Loosely defined, "Wisdom" is the term I use for how writers know things (I speak not of the abstractions rampant in the book of Proverbs). Sometimes it is innate; more often, it is learned. Over time, wise people know a little about everything and everything about subjects they really like. Overall, it grants a sense of what's real and what's true--Wisdom lets you spot falsehood or flaw.

Why Does It Matter in Writing?
When it's applied to writing, Wisdom manifests in solid characters, plots, and subtext. Further, Wise writers know enough about everything to give their writing realistic depth. Without it, they create worlds that don't ring true; they build stories that fall apart in the face of physics and common sense.

The Ideal
A writer with Wisdom in the extreme, I think, can sense flawed characterization at fifty paces, sight a plot flaw inside of a minute, and know innately when any element of a story is misbehaving. It's like they smell it (I suspect the odor is distinctly reminiscent of slightly overdone cookies).

I will make no secret that Wit is my favorite writer's characteristic.

So What Is It?
Wit is the writer's ability to drop a one-two punch. Wit is when a writer crafts a sentence, or a thought, or a storyline so that wherever it's read, people feel it in their gut. Whether a joke or a heartbreak, anything crafted by a Witty writer accomplishes its purpose.

Colloquially speaking, if Wisdom is knowing what to say, Wit is knowing how to say it.

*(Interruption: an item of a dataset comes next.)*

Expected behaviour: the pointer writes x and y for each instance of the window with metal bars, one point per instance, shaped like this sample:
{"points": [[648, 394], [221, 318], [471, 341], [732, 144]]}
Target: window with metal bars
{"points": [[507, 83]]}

Why Does It Matter in Writing?
All writing is like a joke, or a magic trick. First comes the setup, where you teach the audience what to look for--what to expect. Afterwards comes the punchline, or the reveal, or the "prestige," or what-have-you. Without Wit, everything a writer produces becomes poorly-told; good thoughts will be lost in a marsh of verbosity.

The Ideal
The Wittiest writers can crush all the power of their thoughts into just a few words. They draw their readers along for paragraphs--pages, perhaps--drawing them in, seducing them with their words, until, finally, all of the momentum, all of the energy, has reached its breaking point. Then, like a cannon, like a shotgun blast, they end it....


1 comment:

  1. Good stuff! Wit's my favorite too, though I sometimes feel I haven't completely mastered it yet.